Stated differently, the test to determine whether or not the circumstantial evidence on record is
sufficient to convict the accused is that the series of circumstances duly proven must be consistent
with each other and that each and every circumstance must be consistent with the accused’s guilt
and inconsistent with his innocence.
DR. FERNANDO P. SOLIDUM v. People

G.R. No. 192123 March 10, 2014

Facts:

Gerald Albert Gercayo (Gerald) was born on June 2, 1992 with an imperforate anus. Two days after
his birth, Gerald underwent colostomy, a surgical procedure to bring one end of the large intestine
out through the abdominal wall, enabling him to excrete through a colostomy bag attached to the
side of his body.

On May 17, 1995, Gerald, then three years old, was admitted at the Ospital ng Maynila for a pull-
through operation. Dr. Leandro Resurreccion headed the surgical team, and was assisted by Dr.
Joselito Luceño, Dr. Donatella Valeña and Dr. Joseph Tibio. The anesthesiologists included Dr.
Marichu Abella, Dr. Arnel Razon and petitioner Dr. Fernando Solidum (Dr. Solidum). During the
operation, Gerald experienced bradycardia,7 and went into a coma. His coma lasted for two
weeks, but he regained consciousness only after a month. He could no longer see, hear or move.

Agitated by her son’s helpless and unexpected condition, Ma. Luz Gercayo (Luz) lodged a complaint
for reckless imprudence resulting in serious physical injuries with the City Prosecutor’s Office of
Manila against the attending physicians.

Issue: WON Dr. Solidum is guilty of Reckless Imprudence Resulting in Serious Physical Injuries.

Ruling:

The Prosecution did not prove the elements of reckless imprudence beyond reasonable doubt
because the circumstances cited by the CA were insufficient to establish that Dr. Solidum had been
guilty of inexcusable lack of precaution in monitoring the administration of the anesthetic agent to
Gerald. The Court aptly explained in Cruz v.
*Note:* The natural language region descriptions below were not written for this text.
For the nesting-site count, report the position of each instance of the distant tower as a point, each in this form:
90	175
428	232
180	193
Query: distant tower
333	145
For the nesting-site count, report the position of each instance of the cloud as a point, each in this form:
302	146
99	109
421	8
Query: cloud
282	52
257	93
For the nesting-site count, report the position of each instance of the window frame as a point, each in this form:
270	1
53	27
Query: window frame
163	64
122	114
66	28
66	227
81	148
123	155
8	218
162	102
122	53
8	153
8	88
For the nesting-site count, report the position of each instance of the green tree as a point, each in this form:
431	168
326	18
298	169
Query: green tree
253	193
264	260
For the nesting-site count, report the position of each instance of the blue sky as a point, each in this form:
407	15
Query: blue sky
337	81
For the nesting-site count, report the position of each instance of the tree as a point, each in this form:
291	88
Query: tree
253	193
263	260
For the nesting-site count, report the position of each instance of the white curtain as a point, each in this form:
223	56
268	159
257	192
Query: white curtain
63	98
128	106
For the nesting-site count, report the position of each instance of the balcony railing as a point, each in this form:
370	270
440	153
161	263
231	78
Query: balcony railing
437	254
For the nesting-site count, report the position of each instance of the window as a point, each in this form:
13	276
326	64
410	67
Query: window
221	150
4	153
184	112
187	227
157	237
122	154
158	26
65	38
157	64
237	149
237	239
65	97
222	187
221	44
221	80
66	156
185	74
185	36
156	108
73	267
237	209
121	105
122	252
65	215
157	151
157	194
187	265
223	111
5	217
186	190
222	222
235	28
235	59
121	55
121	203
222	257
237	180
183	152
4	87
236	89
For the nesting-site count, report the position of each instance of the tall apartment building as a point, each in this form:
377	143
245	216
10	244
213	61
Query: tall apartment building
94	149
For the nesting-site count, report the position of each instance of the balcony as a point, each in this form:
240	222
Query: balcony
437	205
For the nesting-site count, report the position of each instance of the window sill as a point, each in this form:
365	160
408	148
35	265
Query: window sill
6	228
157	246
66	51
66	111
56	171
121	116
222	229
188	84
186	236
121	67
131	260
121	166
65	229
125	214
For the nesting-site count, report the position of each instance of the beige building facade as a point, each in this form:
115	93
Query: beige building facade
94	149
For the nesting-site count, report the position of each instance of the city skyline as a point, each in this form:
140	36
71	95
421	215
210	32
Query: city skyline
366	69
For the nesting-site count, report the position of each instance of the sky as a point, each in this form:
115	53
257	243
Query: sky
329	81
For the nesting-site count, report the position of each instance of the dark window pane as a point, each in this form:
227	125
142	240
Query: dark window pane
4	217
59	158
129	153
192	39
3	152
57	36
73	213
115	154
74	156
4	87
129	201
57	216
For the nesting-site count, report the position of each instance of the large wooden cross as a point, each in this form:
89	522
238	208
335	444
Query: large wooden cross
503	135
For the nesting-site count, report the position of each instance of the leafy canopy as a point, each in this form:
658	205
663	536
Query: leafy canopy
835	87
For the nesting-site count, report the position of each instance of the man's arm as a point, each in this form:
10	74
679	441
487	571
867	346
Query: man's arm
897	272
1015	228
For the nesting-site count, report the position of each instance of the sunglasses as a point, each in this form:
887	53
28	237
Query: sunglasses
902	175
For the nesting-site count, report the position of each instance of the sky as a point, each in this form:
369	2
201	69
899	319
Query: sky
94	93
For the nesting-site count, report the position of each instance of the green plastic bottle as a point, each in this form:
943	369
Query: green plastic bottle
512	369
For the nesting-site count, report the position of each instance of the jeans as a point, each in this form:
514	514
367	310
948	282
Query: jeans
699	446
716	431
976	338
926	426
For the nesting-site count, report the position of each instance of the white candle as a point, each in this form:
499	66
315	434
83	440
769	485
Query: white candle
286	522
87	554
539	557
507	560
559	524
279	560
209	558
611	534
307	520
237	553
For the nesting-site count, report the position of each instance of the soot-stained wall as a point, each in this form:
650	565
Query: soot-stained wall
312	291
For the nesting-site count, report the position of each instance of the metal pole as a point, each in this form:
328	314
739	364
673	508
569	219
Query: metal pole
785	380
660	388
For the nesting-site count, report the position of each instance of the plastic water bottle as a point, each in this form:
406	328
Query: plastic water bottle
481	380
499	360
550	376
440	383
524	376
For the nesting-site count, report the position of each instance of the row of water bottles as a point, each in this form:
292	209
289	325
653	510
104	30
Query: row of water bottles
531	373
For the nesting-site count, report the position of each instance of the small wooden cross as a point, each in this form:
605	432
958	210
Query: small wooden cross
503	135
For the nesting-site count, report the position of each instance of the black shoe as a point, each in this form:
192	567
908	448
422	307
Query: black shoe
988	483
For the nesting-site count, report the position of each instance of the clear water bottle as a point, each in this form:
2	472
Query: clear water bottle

Court of Appeals that:

Whether or not a physician has committed an "inexcusable lack of precaution" in the treatment of his
patient is to be determined according to the standard of care observed by other members of the
profession in good standing under similar circumstances bearing in mind the advanced state of the
profession at the time of treatment or the present state of medical science. In the recent case of
Leonila Garcia-Rueda v. Wilfred L. Pacasio, et. al., this Court stated that in accepting a case, a
doctor in effect represents that, having the needed training and skill possessed by physicians and
surgeons practicing in the same field, he will employ such training, care and skill in the treatment of
his patients. He therefore has a duty to use at least the same level of care that any other reasonably
competent doctor would use to treat a condition under the same circumstances. It is in this aspect of
medical malpractice that expert testimony is essential to establish not only the standard of care of
the profession but also that the physician's conduct in the treatment and care falls below such
standard. Further, inasmuch as the causes of the injuries involved in malpractice actions are
determinable only in the light of scientific knowledge, it has been recognized that expert testimony is
usually necessary to support the conclusion as to causation.